12 Toen nu Athalia hoorde de stem des volks, dat toeliep en den koning roemde, kwam zij tot het volk in het huis des HEEREN.
And Athaliah hears the voice of the people who are running, and who are praising the king, and she comes to the people [in] the house of YHWH,
13 En zij zag toe; en ziet, de koning stond bij zijn pilaar, aan de ingang; en de oversten en de trompetten waren bij den koning; en al het volk des lands was blijde, en blies met de trompetten; en de zangers waren er met muzikale instrumenten, en gaven te kennen, dat men lofzingen zou; toen verscheurde Athalia haar klederen, en zij riep: Verraad, verraad!
and sees, and behold, the king is standing by his pillar in the entrance, and the heads, and the trumpets [are] by the king, and all the people of the land rejoicing and shouting with trumpets, and the singers with instruments of song, and the teachers, to praise, and Athaliah tears her garments and says, “Conspiracy! Conspiracy!”
14 Maar de priester Jojada bracht de oversten der honderden, die over het heir gesteld waren, uit, en zeide tot hen: Brengt ze uit tot buiten de ordeningen, en die haar volgt, zal met het zwaard gedood worden; want de priester had gezegd: Gij zult ze in het huis des HEEREN niet doden.
And Jehoiada the priest brings out the heads of the hundreds, inspectors of the force, and says to them, “Take her out from within the rows, and he who has gone after her is put to death by the sword”; for the priest said, “Do not put her to death [in] the house of YHWH.”
15 En zij legden de handen aan haar, en zij ging naar den ingang van de Paardenpoort, naar het huis des konings; en zij doodden ze daar.
And they make sides for her, and she comes to the entrance of the Horse Gate at the house of the king, and they put her to death there.
16 En Jojada maakte een verbond tussen zich, en tussen al het volk, en tussen den koning, dat zij den HEERE tot een volk zouden zijn.
And Jehoiada makes a covenant between him, and between all the people, and between the king, to be for a people to YHWH;
17 Daarna ging al het volk in het huis van Baal, en braken dat af; en zijn altaren en zijn beelden verbraken zij, en Matthan, den priester van Baal, sloegen zij dood voor de altaren.
and all the people enter the house of Ba‘al, and break it down, indeed, they have broken his altars and his images, and they have slain Mattan priest of Ba‘al before the altars.
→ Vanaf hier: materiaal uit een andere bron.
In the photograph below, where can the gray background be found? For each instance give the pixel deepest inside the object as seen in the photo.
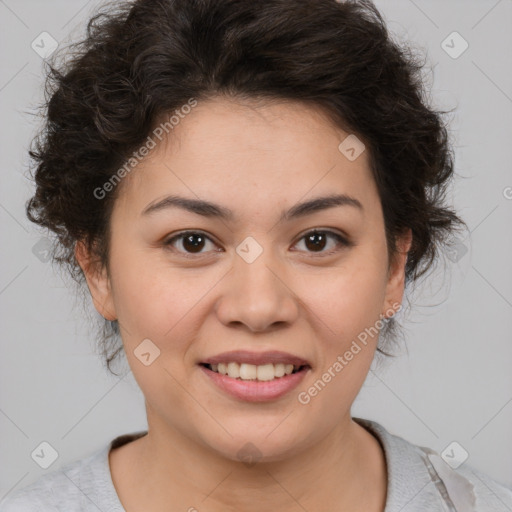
(455, 382)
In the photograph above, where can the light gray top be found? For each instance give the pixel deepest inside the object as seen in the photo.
(418, 480)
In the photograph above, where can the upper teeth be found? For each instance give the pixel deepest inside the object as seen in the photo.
(251, 372)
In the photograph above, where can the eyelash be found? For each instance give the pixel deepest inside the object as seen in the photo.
(339, 238)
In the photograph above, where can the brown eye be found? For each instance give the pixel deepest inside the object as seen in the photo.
(192, 242)
(316, 241)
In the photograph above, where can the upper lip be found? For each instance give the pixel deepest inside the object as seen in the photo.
(257, 358)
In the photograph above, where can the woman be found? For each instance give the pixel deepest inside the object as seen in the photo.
(246, 188)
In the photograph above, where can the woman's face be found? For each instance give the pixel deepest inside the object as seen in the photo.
(256, 280)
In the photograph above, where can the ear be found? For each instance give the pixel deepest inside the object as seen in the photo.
(396, 275)
(97, 279)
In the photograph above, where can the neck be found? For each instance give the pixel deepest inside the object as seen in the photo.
(333, 474)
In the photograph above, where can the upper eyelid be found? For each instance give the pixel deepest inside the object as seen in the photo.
(328, 231)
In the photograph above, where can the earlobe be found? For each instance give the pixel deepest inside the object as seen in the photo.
(396, 278)
(98, 281)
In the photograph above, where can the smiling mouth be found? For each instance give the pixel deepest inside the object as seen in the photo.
(265, 372)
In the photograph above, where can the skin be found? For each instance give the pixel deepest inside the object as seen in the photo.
(257, 160)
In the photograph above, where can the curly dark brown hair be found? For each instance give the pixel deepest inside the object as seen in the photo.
(143, 59)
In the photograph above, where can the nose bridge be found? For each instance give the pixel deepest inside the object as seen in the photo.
(255, 294)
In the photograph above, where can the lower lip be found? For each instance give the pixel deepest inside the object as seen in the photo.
(254, 390)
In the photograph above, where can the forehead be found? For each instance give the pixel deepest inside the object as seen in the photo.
(249, 154)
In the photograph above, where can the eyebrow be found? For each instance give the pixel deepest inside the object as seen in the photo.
(208, 209)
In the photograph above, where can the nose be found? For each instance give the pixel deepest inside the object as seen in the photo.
(257, 295)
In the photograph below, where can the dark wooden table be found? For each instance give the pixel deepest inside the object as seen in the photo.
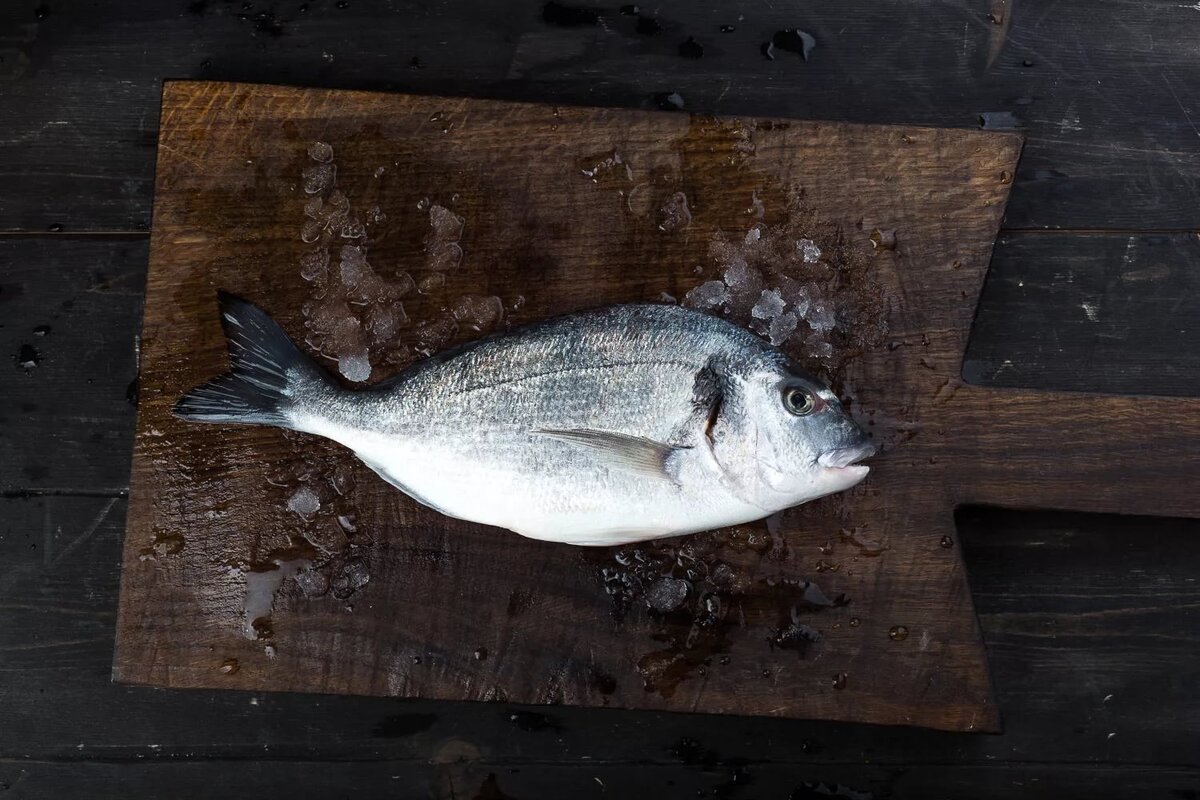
(1091, 621)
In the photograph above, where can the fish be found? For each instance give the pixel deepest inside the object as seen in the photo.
(617, 425)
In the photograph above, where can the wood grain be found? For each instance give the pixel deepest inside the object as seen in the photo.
(1089, 623)
(205, 522)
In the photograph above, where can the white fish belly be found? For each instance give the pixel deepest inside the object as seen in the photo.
(557, 494)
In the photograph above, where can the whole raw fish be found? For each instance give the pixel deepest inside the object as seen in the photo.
(618, 425)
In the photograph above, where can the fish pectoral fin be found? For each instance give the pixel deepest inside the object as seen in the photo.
(621, 451)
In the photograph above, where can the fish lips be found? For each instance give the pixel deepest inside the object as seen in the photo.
(845, 459)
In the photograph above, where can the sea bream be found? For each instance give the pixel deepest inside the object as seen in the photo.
(618, 425)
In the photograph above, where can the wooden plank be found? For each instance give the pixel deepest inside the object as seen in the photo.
(229, 212)
(1101, 312)
(85, 80)
(71, 313)
(1099, 638)
(71, 423)
(487, 781)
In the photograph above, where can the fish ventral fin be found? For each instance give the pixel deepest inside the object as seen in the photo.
(621, 451)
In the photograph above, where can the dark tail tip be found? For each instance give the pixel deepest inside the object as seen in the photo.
(268, 372)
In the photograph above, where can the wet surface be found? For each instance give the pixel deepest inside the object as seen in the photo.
(418, 229)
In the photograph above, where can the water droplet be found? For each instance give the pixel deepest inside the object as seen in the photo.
(999, 120)
(691, 49)
(675, 214)
(883, 239)
(670, 101)
(321, 152)
(431, 283)
(792, 40)
(559, 13)
(648, 25)
(28, 358)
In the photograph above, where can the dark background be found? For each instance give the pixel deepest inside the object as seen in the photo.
(1091, 621)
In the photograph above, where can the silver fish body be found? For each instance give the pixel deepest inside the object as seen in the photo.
(618, 425)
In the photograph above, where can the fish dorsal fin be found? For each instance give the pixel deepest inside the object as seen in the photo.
(619, 450)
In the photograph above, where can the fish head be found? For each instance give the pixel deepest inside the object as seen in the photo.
(795, 440)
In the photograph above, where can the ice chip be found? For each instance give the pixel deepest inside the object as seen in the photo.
(478, 312)
(675, 214)
(666, 594)
(305, 503)
(743, 278)
(354, 576)
(431, 283)
(707, 295)
(781, 328)
(809, 251)
(444, 223)
(318, 178)
(820, 318)
(769, 306)
(354, 366)
(311, 230)
(313, 265)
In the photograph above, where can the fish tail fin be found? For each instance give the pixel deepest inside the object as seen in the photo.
(269, 374)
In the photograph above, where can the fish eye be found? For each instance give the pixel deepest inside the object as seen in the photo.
(799, 402)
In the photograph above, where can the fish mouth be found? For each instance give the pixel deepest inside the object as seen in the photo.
(846, 458)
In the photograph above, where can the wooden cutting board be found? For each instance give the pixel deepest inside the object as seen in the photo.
(269, 560)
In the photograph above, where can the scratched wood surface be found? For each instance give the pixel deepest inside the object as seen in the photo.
(562, 209)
18 Jojada nu bestelde de ambten in het huis des HEEREN, onder de hand der Levietische priesteren, die David in het huis des HEEREN afgedeeld had, om de brandofferen des HEEREN te offeren, gelijk in de wet van Mozes geschreven is, met blijdschap en met gezang, naar de instelling van David.
And Jehoiada puts the offices of the house of YHWH into the hand of the priests, the Levites, whom David had apportioned over the house of YHWH, to cause the burnt-offerings of YHWH to ascend, as written in the Law of Moses, with joy, and with singing, by the hands of David;
19 En hij stelde de poortiers aan de poorten van het huis des HEEREN, opdat niemand, in enig ding onrein zijnde, inkwame.
and he stations the gatekeepers over the gates of the house of YHWH, and the unclean in anything do not go in.
20 En hij nam de oversten der honderden, en de machtigen, en die heerschappij hadden onder het volk, en al het volk des lands, en bracht den koning van het huis des HEEREN af, en zij kwamen door het midden der hoge poort in het huis des konings; en zij zetten den koning op den troon des koninkrijks.
And he takes the heads of the hundreds, and the majestic ones, and the rulers among the people, and all the people of the land, and brings down the king from the house of YHWH, and they come in through the high gate to the house of the king, and cause the king to sit on the throne of the kingdom.
21 En al het volk des lands was blijde, en de stad werd stil, nadat zij Athalia met het zwaard gedood hadden.
And all the people of the land rejoice, and the city has been quiet, and they have put Athaliah to death by the sword.